Osman’a tesbihat hediye etmişti, Elhadi’ye Cevşen. Heyecanından ayağa kalktı sarıldı, Cevşeni öptü başına koydu.
Sabah namazında görünce hemen yanına geldi. Halleştiler, hatırlar sordular; sürur soludular, muhabbet içtiler. Dostluk bağları kalplerden kıtaları sardı, imanın birleştiriciliği ve bütünleştiriciliğinde buluştular.
Afrika’nın bu sıralar duaya çok ihtiyacı var. Nijerya Osman’ın şahsında tesbihat, Cezayir Elhadi’nin şahsında Cevşen okuyor inşallah.

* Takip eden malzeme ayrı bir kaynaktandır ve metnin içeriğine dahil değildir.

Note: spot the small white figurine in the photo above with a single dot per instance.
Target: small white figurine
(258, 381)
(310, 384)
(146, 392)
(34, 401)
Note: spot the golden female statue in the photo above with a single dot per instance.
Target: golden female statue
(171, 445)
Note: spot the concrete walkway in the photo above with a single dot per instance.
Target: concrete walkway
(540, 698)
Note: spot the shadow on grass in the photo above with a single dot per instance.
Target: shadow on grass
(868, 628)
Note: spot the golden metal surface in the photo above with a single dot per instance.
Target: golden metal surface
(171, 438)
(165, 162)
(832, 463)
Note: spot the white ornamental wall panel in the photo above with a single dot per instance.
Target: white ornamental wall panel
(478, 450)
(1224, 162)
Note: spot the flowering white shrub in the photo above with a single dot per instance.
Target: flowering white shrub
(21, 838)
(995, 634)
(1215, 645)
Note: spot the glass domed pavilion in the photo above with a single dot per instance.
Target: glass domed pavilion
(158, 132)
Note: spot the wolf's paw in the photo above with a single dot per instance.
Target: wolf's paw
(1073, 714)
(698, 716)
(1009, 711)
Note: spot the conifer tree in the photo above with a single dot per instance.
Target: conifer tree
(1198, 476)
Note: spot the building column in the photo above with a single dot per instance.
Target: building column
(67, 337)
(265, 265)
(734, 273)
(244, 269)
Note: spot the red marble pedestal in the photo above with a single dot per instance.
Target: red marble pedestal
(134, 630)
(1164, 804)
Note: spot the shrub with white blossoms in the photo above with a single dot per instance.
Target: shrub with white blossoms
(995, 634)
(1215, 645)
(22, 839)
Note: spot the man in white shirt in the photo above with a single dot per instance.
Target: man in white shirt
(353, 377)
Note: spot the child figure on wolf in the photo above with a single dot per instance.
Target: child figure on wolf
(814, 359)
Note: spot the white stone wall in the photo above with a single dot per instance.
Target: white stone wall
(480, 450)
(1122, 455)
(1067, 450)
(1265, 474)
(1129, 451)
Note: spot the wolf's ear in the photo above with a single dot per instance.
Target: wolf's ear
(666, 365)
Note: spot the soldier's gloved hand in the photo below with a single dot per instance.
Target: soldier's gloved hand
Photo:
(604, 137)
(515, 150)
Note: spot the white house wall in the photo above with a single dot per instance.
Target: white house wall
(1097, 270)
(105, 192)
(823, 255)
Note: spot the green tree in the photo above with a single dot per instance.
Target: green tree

Tunus’ta başlayan bölgeye yayılan hadiseler kardeşkanı dökülmeden, dâhildeki asayişi bozmadan ve zalimlere fırsat vermeden sükûnetle adaletli bir şekilde çözülür inşaallah.
Mısır İslamın zeki bir mahdumu diyor asrın şefkatli tabibi. Mektebindeki tedrisatını tamamladığında kıtanın başına geçecek İslam sancaktarlığını yapacak. Yaşanan sıkıntılar onun habercisi olmasın?
Keza diğer kıtalar da sancaktarlarını bekliyor.